Source: DAH Post #3: Humanities after Deconstruction

With his “Real Faces of White Australia” project, Tim Sherratt proffers an alternative method for accessing the National Archives of Australia’s records on people classified as “non-white”, living in Australia in the 20th century. At the same time, the interface he built, by foregrounding for the user the faces within the photographs of a series of records within the archive, humanizes each individual represented. Sherratt’s interface serves as a radical critique of the National Archives’ own interface, which represents those individuals in its online system by the travel certificates issued to them by the government. Rather than foreground the metadata attached to a government document (an abstraction from an abstraction of a once-living person), Sherratt makes the human face the point of access. The individual photographs realize for the user the persons represented in the records, but they also serve as signposts to the system that dehumanized them both symbolically through marking over and writing on their photographed faces and in reality through racist policies. Through his act of reorganization (and redesign), Sherratt amplifies the possibility for radically different readings of this history, while also presenting a model for other projects that might similarly intervene in the traditional power structures implicit in a more standard digital interface of a government archive.

Screenshot from invisibleaustralians.org/faces
Screenshot from sample search record at the National Archives of Australia website

In “It’s All About the Stuff: Collections, Interfaces, Power, and People,” Sherratt describes other projects that similarly open up possibilities for alternative narrative constructions of history (Unknown No Longer, Remember Me) These projects use digital media as a means of wresting interpretive authority from the archival institution–authority that is typically concealed or otherwise implicitly denied by the institution, as Derrida famously suggested in Archive Fever.[1] Projects like Sherratt’s are entries within a new landscape of scholarship, hewn out of deconstruction and digital media.

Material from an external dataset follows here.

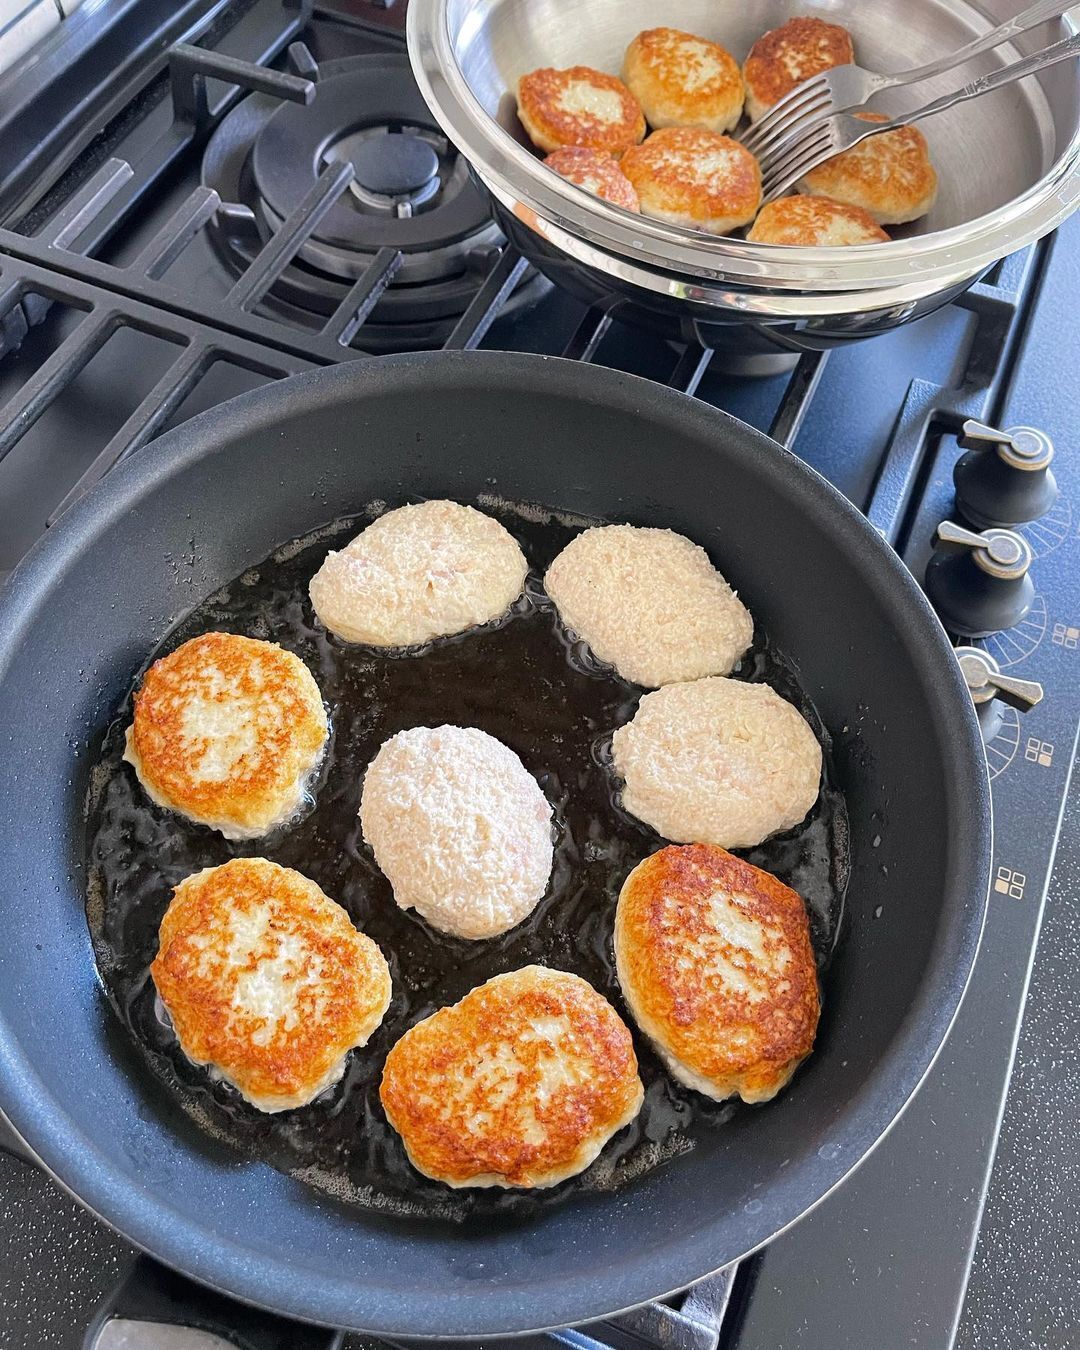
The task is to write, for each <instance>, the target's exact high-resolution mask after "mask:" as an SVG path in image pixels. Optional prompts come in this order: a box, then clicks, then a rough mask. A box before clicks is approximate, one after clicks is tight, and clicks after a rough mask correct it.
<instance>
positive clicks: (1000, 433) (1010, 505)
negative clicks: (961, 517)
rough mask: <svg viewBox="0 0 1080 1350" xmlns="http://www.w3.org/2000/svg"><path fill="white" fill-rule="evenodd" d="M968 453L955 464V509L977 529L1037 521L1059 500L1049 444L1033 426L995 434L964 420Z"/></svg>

In this landscape, interpretive contexts are endlessly reconfigurable (potentially spawning a new narrative with each new interaction), with both archivist and user/researcher exchanging roles, maintaining transparency about their respective positions, and working towards multiplying interpretations, rather than consolidating.

With this in mind, I attended last week’s Digital Salon on “Speculative Digital Humanities” in Sloane Art Library with Stewart Varner, Digital Scholarship Librarian at Davis Library, and Whitney Trettien, Asst. Professor in English and Comp. Lit. at UNC. Varner raised the question,”What can digital humanities be?” (a welcome respite from the usual, existentially freighted “what is digital humanities?”). In a kind of answer to this question, Trettien presented and summarized some of her projects, examples of ways to reconfigure scholarship and our ideas about scholarship in a digital context. In my mind, the examples she presented were a “digital” rather than “digitized” humanities, to use Drucker’s dichotomy. Trettien is, in her words, “disbinding from the codex”: working towards a form of presentation of scholarship that is native to the digital realm by virtue of using new facets for interfacing with a text/object that web design makes available. Some examples:

In “Cut/Copy/Paste: Composing Devotion at Little Gidding,” an in-progress work, Trettien pairs the Little Gidding Harmonies (a 17th century volume “mashing up” the four Gospels of the bible into one Narrative) with collection of text images, her own research commentary (though in a nontraditional form), and tools for examination of and interaction with the text–mirroring the text’s own proto-multimedia nature.
Thresholds, an online journal geared towards a processual understanding of scholarship, presenting informal, unfinished, or “unbounded” academic work together with scraps/notes providing evidence of and information about each author’s process in working on and thinking about the scholarship presented, as well as readers’ annotations. The project literalizes reading as an act of both navigation and re-creation.
Paperphone: Vocal Effects in Scholarly Presentations, which destabilizes the positions of academic publication and presentation–while making explicit the typically concealed role of performance in academia–through an interactive audio application that scholars can use to play with voice effects in their own performances of their scholarship.

As with Sherratt’s “Real Faces of White Australia” project, these examples illustrate that, to quote Trettien again, “restructuring the interface is a potentially activist enterprise.” These projects, with their destabilization of the role of author, their explicit potential for the multiplication of possible interpretations of the work presented, and their intervention in traditional power structures both inside and outside of their own specific communities, could appear to be more akin to web-based artworks than traditional scholarship. Though it is likely that that undermining of art as “art” and scholarship as “scholarship” is something that the creators would welcome, and which would be dependent on the user.

NOTES

[1] Jacques Derrida, “Note”, in Archive Fever: A Freudian Impression (Chicago: University of Chicago Press, 1996), vii-6.